IAB-Arbeitsmarktbarometer – mit guten Aussichten ins neue Jahr

Das IAB-Arbeitsmarktbarometer hat im Dezember auf hohem Niveau noch einmal etwas zugelegt: Der Frühindikator des Instituts für Arbeitsmarkt- und Berufsforschung (IAB) steigt gegenüber dem Vormonat um 0,1 auf 104,9 Punkte. Damit zeigen sich laut IAB sehr gute Aussichten für die Entwicklung des Arbeitsmarkts in den kommenden Monaten.

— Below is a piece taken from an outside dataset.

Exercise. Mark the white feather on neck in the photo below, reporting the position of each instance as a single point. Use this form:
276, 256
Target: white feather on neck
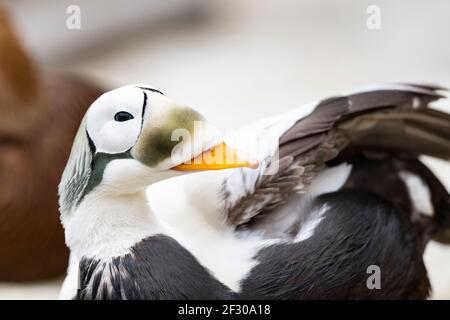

Die Beschäftigungskomponente des IAB-Arbeitsmarktbarometers steigt gegenüber dem Vormonat um 0,2 auf 107,3 Punkte und erreicht damit den bisherigen Höchststand aus dem Sommer 2011. „Die Beschäftigungsentwicklung im Jahr 2018 wird rekordverdächtig“, sagt Enzo Weber, Leiter des IAB-Forschungsbereichs „Prognosen und gesamtwirtschaftliche Analysen“. Der Aufschwung sei breit angelegt: „Im Moment geht es fast überall aufwärts, in der Binnenkonjunktur und der Weltwirtschaft, bei den Dienstleistungen und in der Industrie“.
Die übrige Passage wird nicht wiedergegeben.